Taylor Aikin, Associate Partner at MBB, reflects on the challenge of designing sacred places that can slip nimbly to community spaces without losing their identities, in Faith & Form.
The Shifting Borders Between Sacred Place and Secular Space
Taylor Aikin, AIA
Faith & Form Vol. 51, Issue 3
Community and Sanctuary – Defining Sacred Space
Throwing open the doors of a house of worship lets the sacred spill out into the community, yet the opposite happens, too. As congregations engage their communities, their places of worship risk their own secularization. What, then, does sacred space mean in this context? The answer involves the delineation of sacred space from everything else, and the language of sacredness itself.
Setting aside the familiar spectrum of solutions – a sanctuary used for no purpose but worship, or the meetinghouse model where community is recognized as sacred unto itself – we should delve into the contested territories that characterize many houses of worship. How does a sanctuary feel like a sanctuary if it also serves support group meetings and youth group dodgeball, parenting classes, and performing arts? How does a sanctuary feel like a sanctuary to congregations of different faiths that share worship space?
One architectural element provides an adaptable solution: the threshold. Thresholds are designed to be crossed. Distinct from barriers, they are in fact always part of a passage. Importantly, they signal a change — the moment between there and here. From the sidewalk outside to the sanctuary within, focusing on meaningful thresholds can make a sacred space feel both permeable yet distinct.
Formal manifestations of sacred thresholds are familiar (the dais, the bimah, the altar) as are elements marking a space within a space (baldachins and mandaps), but there are subtler variants as well. Changes in proportion, lighting, materials, and acoustics and can all signal a transition from the temporal to the sublime.
But how is a space identified as sacred? All faiths have visual cues to connote sacredness in architecture. Each has specific iconography or implements of worship; some are universal. Verticality, a point of focus, richness of material, an elevated plane — these architectural qualities communicate solemnity and dignity in ways that adapt across the faith spectrum, while remaining accessible to secular communities.

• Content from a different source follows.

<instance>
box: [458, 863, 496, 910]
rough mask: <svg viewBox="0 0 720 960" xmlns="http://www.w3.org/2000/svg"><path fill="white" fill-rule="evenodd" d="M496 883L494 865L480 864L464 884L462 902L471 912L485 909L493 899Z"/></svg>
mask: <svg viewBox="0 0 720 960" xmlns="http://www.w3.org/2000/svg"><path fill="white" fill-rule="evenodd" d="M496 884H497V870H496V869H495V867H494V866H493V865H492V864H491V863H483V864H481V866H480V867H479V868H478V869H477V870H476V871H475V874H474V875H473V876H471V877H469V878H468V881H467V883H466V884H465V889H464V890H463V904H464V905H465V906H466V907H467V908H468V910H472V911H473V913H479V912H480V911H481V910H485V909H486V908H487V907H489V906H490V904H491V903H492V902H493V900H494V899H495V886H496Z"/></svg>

By communicating sacredness in universal terms and by allowing a permeable delineation of sacred space, congregations can preserve and strengthen their identities as sacred places while building a closer synergy between liturgical and pastoral mission.
— Taylor Aikin, AIA
The author is an associate and senior project architect with Murphy Burnham & Buttrick (MBB) Architects in New York and worked on the recent restoration of St. Patrick’s Cathedral.